Great, now that we have a token, we can fetch some articles. We’ll use some basic boolean search arguments and filters to narrow down the search to english and news (excludes blogs). We can expect the number of articles about the R Programming Language to be relatively low so we’ll extend the date range to make sure we get a decent number of articles (functions default to the last 3 days), we’ll also limit the search to blogs as this is where we’d expect R to be mentioned.

rstats <- wh_news(
    q = '"R programming" is_first:true language:english site_type:blogs',
    ts = (Sys.time() - (30 * 24 * 60 * 60))
  ) 

Note that with the free version you are limited to 30 days of results

webhose.io gives 1,000 results per month for free, wh_news and wh_broadcasts print the number of queries left by default.

Paginate

We can paginate through the results if we want more data; let’s get five more pages.

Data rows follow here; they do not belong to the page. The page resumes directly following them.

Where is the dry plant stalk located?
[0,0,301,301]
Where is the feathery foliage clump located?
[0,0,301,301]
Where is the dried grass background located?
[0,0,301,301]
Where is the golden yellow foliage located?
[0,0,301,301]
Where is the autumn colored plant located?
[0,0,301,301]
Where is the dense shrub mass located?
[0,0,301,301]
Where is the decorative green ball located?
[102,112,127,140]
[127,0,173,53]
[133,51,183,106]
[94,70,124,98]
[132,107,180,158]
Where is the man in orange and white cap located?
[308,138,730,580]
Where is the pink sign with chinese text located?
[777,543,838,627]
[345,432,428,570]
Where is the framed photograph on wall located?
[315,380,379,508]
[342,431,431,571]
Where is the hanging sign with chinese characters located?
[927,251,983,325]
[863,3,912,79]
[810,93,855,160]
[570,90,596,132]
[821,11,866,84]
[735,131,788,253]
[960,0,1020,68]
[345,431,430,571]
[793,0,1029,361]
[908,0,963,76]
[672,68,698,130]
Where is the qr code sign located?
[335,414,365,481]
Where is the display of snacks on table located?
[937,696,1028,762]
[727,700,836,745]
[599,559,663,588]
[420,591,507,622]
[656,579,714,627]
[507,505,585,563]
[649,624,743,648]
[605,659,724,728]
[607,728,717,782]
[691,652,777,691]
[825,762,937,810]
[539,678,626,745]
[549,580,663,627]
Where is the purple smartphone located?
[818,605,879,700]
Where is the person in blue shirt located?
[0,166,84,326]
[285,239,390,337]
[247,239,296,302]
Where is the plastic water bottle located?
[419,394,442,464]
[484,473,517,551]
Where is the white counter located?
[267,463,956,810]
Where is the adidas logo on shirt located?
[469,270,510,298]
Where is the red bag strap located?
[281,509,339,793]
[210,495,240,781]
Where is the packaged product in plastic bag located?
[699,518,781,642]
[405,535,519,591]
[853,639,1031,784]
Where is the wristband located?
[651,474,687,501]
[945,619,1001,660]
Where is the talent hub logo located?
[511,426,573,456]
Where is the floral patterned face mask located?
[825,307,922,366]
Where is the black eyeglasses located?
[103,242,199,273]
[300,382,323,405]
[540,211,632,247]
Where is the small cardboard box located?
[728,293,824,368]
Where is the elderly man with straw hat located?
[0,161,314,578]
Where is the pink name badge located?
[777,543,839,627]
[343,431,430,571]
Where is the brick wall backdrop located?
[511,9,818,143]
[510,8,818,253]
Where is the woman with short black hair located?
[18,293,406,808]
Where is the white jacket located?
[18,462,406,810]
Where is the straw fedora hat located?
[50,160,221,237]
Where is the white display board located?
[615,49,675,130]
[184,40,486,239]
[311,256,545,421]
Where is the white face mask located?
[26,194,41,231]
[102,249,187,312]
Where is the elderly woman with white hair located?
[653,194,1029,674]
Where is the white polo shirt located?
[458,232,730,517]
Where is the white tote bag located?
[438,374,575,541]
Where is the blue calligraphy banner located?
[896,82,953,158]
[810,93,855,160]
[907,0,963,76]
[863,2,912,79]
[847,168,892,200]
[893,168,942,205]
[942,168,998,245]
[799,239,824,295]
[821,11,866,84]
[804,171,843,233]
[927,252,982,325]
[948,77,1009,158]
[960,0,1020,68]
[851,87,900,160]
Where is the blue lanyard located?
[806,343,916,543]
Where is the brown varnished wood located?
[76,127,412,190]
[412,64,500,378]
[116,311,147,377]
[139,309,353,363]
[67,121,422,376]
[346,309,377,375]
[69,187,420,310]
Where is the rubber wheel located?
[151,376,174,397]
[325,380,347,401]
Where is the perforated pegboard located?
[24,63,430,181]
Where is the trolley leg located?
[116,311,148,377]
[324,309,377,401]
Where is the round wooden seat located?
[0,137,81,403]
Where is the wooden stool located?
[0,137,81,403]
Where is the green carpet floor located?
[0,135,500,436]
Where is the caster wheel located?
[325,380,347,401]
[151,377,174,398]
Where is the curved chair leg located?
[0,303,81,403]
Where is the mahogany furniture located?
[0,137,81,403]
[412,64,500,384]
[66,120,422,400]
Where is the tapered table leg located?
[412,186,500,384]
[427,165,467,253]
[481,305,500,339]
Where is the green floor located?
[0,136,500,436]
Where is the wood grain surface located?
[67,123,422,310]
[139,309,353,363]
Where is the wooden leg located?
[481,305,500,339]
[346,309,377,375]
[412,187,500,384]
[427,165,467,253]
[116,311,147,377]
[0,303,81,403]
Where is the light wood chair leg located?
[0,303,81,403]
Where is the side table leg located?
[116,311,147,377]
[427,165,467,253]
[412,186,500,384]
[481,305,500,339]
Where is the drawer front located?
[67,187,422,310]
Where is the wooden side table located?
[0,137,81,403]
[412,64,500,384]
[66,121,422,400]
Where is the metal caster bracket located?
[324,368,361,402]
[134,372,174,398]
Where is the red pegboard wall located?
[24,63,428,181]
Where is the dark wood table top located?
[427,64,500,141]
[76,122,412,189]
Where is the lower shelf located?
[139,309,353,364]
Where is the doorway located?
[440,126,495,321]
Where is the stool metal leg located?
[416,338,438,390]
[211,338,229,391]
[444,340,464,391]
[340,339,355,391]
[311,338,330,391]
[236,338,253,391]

rstats_pagingated <- rstats %>% 
  wh_paginate(5)
#> ▶ Crawling 2 page(s)

class(rstats_pagingated)
#> [1] "webhoser"

So we fetched one page of results then using that object we paginated through 5 more pages. However, this returns an object of class webhoser. The wh_collect function takes another arguement flatten which defaults to FALSE.

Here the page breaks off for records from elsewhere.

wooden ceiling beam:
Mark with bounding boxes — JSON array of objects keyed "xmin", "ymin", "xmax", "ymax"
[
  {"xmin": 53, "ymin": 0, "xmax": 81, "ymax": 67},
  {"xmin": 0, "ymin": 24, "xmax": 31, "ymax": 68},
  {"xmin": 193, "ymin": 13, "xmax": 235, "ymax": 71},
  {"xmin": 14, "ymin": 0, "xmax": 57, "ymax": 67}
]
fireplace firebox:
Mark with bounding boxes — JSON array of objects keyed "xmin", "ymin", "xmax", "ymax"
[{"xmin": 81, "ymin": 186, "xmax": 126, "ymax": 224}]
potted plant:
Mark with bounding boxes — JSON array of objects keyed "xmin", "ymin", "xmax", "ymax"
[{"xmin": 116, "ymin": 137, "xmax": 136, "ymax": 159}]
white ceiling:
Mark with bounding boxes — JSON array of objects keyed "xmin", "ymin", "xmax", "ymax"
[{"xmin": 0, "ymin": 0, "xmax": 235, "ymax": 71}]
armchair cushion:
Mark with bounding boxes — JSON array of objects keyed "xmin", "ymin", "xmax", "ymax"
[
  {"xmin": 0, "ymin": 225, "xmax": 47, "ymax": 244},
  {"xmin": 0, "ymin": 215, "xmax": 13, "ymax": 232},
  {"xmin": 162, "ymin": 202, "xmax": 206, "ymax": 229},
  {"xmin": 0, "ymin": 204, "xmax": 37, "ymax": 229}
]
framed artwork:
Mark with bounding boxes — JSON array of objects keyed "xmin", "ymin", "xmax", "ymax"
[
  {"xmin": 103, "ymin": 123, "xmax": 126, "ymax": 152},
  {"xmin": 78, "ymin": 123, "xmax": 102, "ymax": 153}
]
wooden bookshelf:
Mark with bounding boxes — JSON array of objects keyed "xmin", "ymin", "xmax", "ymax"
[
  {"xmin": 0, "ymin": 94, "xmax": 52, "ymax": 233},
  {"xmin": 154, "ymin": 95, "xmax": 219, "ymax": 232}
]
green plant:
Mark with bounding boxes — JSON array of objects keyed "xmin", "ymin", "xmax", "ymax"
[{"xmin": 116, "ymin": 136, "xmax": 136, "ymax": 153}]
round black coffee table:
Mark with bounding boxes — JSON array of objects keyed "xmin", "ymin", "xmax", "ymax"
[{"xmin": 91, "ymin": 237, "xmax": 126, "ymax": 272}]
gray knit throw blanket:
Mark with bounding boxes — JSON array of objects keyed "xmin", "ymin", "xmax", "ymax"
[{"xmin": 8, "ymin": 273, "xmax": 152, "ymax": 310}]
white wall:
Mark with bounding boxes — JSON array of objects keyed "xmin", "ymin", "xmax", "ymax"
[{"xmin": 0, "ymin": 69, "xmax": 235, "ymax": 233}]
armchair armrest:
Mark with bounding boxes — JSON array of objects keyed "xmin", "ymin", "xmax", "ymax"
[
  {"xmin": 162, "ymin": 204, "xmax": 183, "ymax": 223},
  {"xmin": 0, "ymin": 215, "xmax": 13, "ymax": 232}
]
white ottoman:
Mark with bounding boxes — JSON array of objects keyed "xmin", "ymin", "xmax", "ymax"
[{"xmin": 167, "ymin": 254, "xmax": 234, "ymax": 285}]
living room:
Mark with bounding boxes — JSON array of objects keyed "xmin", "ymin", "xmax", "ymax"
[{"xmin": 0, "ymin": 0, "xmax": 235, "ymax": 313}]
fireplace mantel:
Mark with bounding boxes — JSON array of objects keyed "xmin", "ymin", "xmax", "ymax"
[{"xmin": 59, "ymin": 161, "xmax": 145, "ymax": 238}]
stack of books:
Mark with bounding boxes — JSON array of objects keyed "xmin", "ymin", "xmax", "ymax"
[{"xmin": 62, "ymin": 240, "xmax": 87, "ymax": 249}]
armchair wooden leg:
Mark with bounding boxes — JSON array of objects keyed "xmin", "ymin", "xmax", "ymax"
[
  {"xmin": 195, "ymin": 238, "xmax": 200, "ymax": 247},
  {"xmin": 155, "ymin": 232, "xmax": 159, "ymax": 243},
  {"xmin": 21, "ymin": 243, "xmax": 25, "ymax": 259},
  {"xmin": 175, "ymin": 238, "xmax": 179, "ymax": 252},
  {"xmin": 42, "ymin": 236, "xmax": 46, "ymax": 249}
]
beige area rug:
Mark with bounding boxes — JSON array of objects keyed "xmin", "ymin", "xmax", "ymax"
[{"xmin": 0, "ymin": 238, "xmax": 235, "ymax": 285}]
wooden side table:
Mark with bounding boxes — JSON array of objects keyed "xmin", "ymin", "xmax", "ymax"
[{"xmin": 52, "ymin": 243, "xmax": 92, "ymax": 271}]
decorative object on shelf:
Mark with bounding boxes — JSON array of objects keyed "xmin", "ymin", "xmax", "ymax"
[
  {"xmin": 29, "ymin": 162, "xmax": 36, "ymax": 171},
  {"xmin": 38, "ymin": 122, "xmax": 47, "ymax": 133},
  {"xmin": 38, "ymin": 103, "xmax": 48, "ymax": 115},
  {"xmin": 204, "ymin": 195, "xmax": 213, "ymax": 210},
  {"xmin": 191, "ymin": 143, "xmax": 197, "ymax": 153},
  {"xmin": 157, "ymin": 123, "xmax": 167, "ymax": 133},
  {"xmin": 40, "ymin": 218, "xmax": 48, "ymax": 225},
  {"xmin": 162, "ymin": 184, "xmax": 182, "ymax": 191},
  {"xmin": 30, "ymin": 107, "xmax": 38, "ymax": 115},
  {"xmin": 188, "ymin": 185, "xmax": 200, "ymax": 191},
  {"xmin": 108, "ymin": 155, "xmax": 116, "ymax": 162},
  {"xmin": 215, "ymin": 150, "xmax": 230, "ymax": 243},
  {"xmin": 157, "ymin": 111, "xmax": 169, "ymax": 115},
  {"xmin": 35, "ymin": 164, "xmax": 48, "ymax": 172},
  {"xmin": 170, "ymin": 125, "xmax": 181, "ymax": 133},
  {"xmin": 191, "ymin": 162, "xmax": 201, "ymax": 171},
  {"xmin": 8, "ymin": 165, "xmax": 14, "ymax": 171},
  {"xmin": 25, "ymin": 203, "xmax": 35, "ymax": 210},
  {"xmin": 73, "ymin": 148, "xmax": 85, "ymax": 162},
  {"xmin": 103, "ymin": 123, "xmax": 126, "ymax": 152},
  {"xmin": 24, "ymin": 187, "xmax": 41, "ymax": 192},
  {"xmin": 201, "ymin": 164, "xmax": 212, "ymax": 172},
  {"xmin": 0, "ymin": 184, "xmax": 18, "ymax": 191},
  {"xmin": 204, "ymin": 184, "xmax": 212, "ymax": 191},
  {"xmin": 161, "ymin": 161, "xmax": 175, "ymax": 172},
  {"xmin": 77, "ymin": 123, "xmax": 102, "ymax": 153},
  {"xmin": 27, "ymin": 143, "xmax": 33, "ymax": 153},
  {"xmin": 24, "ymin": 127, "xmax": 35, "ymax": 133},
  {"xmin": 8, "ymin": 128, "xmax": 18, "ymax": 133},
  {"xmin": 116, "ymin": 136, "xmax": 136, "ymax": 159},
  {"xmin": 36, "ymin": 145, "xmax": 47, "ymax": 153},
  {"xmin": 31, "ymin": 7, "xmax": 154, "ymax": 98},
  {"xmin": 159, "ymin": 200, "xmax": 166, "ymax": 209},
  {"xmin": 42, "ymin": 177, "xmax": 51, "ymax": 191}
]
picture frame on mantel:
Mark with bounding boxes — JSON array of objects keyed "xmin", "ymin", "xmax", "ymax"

  1. If TRUE the function attempts to flatten the results into a standard data.frame.
  2. If FALSE the function returns a nested data.frame.
rstats_df <- wh_collect(rstats_pagingated)
class(rstats_df)
#> [1] "data.frame"

The above functions can be summed up as:

rstats <- wh_news(
    q = '"R programming" is_first:true language:english site_type:blogs',
    ts = (Sys.time() - (30 * 24 * 60 * 60))
  ) %>% 
  wh_paginate(5) %>% 
  wh_collect()

This returned 211 articles with lot of variables.

names(rstats)
#>  [1] "uuid"                             
#>  [2] "url"                              
#>  [3] "ord_in_thread"                    
#>  [4] "author"                           
#>  [5] "published"                        
#>  [6] "title"                            
#>  [7] "text"                             
#>  [8] "highlightText"                    
#>  [9] "highlightTitle"                   
#> [10] "language"                         
#> [11] "external_links"                   
#> [12] "external_images"                  
#> [13] "rating"                           
#> [14] "crawled"                          
#> [15] "thread.uuid"                      
#> [16] "thread.url"                       
#> [17] "thread.site_full"                 
#> [18] "thread.site"                      
#> [19] "thread.site_section"              
#> [20] "thread.site_categories"           
#> [21] "thread.section_title"             
#> [22] "thread.title"                     
#> [23] "thread.title_full"                
#> [24] "thread.published"                 
#> [25] "thread.replies_count"             
#> [26] "thread.participants_count"        
#> [27] "thread.site_type"                 
#> [28] "thread.country"                   
#> [29] "thread.spam_score"                
#> [30] "thread.main_image"                
#> [31] "thread.performance_score"         
#> [32] "thread.domain_rank"               
#> [33] "thread.social.facebook.likes"     
#> [34] "thread.social.facebook.comments"  
#> [35] "thread.social.facebook.shares"    
#> [36] "thread.social.gplus.shares"       
#> [37] "thread.social.pinterest.shares"   
#> [38] "thread.social.linkedin.shares"    
#> [39] "thread.social.stumbledupon.shares"
#> [40] "thread.social.vk.shares"          
#> [41] "entities.persons"                 
#> [42] "entities.organizations"           
#> [43] "entities.locations"

Below we use g2r for a quick plot of the number of articles published by day.

library(dplyr)
# remotes::install_github("JohnCoene/g2r)
library(g2r)

rstats %>% 
  mutate(
    date = as.Date(rstats$published, "%Y-%m-%d")
  ) %>% 
  count(date) %>% 
  g2(asp(date, n, color = "#247BA0")) %>% 
  fig_line()

webhoser.io does some entity extraction for us, so we do not have to do it ourselves, the data.frame includes entitities mentioned in the body of the text along with the sentiment associated with it:

  1. Locations
  2. Persons
  3. Organisations

This, however, is only so accurate depending on the articles you fetch.

webhoser.io also lets you fetch broadcasts transcripts, happy text mining!